Given my stated position about Twilight and the Bella / Edward relationship I was told that I would like New Moon much, much more than I did Twilight. I would become a member of Team Jacob because he treats Bella better and lets her do anything she wants.
Yeah. That’s not entirely true.
The truth is I was initially irritated by the fact that Bella was 18 and Jacob 16 if I was intended to take seriously any potential romantic relationship between the two. Such a relationship is possible, but unlikely. A senior girl and a sophomore boy? Not likely. Stephanie Meyer makes a point to show just how much Bella enjoys Jacob’s company (I buy this) and that he acts with more maturity than his age (I’ll grant this). Bella and Jacob play a game which they come up with their “real” ages based on how they act and what they can do, and Jacob is said to be “older” than Bella. I can see the game, and Bella acting with less emotional maturity than her actual age (despite being capable of otherwise taking care of her father), but the entire time the burgeoning relationship was a stretch.

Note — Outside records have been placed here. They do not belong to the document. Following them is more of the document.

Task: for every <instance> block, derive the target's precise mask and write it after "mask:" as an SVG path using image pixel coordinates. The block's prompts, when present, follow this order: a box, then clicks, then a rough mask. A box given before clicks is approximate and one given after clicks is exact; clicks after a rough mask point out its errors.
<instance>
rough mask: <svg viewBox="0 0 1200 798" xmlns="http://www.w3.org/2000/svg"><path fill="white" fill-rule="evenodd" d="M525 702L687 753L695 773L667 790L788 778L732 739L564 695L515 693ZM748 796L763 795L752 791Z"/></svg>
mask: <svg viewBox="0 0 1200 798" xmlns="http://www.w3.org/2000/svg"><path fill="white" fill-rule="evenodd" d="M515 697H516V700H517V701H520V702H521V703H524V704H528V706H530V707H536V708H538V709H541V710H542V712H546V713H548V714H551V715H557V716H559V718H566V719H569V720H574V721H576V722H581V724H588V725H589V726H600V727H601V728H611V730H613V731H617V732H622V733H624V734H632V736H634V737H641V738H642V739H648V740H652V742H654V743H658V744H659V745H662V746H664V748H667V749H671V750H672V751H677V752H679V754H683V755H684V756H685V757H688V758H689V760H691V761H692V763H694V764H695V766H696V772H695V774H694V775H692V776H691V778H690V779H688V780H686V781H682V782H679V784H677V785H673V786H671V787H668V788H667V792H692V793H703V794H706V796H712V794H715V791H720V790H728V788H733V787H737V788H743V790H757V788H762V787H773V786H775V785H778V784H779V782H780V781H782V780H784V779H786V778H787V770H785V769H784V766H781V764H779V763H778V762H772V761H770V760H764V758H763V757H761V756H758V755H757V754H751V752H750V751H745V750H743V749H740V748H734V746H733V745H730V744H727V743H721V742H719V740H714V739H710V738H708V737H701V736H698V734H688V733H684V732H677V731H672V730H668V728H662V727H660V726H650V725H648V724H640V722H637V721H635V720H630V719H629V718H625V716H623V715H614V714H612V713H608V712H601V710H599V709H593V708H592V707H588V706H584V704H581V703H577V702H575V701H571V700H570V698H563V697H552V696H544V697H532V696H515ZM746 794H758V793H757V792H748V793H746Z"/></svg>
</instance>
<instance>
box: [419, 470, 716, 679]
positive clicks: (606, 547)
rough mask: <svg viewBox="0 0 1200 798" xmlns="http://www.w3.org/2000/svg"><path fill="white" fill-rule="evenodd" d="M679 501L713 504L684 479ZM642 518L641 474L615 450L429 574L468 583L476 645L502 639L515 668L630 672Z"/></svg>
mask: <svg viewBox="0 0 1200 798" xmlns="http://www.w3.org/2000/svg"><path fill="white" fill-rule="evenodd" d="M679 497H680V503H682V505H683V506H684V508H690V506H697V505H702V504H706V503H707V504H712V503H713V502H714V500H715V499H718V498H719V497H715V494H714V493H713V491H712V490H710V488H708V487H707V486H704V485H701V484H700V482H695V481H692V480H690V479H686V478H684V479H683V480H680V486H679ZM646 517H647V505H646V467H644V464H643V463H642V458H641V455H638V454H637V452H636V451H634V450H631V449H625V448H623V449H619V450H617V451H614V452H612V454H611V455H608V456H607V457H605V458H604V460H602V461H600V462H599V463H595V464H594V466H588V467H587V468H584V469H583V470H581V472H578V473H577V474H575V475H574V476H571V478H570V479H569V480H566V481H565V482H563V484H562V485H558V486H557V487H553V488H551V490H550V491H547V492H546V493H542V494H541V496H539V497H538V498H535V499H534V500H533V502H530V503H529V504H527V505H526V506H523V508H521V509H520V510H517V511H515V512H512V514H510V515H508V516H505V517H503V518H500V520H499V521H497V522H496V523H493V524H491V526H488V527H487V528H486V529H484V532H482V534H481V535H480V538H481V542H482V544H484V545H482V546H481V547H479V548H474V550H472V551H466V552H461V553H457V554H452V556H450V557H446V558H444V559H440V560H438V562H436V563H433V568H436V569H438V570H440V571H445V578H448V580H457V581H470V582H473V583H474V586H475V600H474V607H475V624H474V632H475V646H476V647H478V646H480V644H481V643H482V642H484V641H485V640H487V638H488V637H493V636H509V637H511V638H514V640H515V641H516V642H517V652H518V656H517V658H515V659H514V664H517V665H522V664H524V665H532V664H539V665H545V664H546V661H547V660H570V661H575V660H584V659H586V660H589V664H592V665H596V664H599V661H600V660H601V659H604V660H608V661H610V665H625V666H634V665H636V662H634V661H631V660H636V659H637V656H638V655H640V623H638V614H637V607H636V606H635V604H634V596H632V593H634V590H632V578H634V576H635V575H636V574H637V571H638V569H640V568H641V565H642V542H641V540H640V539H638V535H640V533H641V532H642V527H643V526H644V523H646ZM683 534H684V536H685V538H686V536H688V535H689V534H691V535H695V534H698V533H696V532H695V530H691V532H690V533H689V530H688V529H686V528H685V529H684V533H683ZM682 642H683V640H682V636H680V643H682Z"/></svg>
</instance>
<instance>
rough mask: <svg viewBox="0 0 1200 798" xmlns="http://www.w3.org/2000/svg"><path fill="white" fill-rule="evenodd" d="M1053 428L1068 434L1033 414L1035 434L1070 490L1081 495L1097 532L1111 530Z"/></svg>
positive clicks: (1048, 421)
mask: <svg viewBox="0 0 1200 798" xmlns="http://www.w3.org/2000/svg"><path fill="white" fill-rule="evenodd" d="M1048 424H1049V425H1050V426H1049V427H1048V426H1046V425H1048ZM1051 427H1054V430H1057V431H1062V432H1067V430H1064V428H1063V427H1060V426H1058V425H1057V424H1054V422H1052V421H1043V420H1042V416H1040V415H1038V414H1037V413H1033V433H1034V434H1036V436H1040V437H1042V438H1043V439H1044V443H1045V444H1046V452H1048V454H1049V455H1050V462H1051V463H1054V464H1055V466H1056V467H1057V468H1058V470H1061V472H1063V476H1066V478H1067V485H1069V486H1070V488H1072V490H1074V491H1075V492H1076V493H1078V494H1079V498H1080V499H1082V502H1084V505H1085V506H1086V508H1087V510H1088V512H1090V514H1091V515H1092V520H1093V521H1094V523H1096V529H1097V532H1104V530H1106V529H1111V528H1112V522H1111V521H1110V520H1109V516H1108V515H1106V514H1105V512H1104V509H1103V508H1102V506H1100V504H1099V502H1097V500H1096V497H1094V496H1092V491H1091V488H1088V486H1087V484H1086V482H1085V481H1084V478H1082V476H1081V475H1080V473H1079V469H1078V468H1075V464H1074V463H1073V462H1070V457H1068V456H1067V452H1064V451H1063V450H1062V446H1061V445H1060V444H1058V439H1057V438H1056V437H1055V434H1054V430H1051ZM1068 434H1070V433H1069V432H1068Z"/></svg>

The other reason for the stretch was that Stephanie Meyer seemed to be playing a heavy-handed allusion to Shakespeare’s Romeo and Juliet. Edward and Bella talk about the play early on. Later Bella thinks repeatedly about the play, and at one point flatly places herself as Juliet, Jacob as Paris, and Edward as Romeo. This is not subtle. This is a very large hammer.
Oh, and while I'm thinking about it, let's get back to my moral issue of the Edward / Bella almost-abusive relationship. Now, Jacob can be considered a good boy up until he becomes a werewolf (puberty?). After which, the big concern about the werewolves is that once they get mad they will get uncontrollably violent. Hence Emily Young's disfigured face. So, the implication is - and this is the fear of the vampires regarding werewolves - that if Jacob gets mad HE will hurt Bella in the future. So, the otherwise normal and potentially healthy relationship Bella has a chance at? Yeah, that one too is a potential abusive relationship for Bella. Girl can't catch a break and the story answer to this would be "but he can't help it that she makes him mad."
I've got a seriously unhealthy level of disgust for the portrayal of Bella Swan and both of her potential relationships in this series.
The major issue I have, is that New Moon is simply not a very good book (despite wasting all these words on it). There are no glaringly offensive passages such as the "incandescently sculpted chest" from Twilight, though Edward's late declaration of love is borderline hideous. It's just...not...good. The R&J hammer just drives the nail through the heart of the book. The borderline-suicide fantasies of Edward and Bella...ugh.
Could not look away. I hate when that happens. That's the reason why I slogged all the way through The Secret History and The Bonfire of the Vanities.
ReplyDeleteAfter finishing both, I wished I could have looked away.
yeah, that's really the thing - sometimes you just can't look away.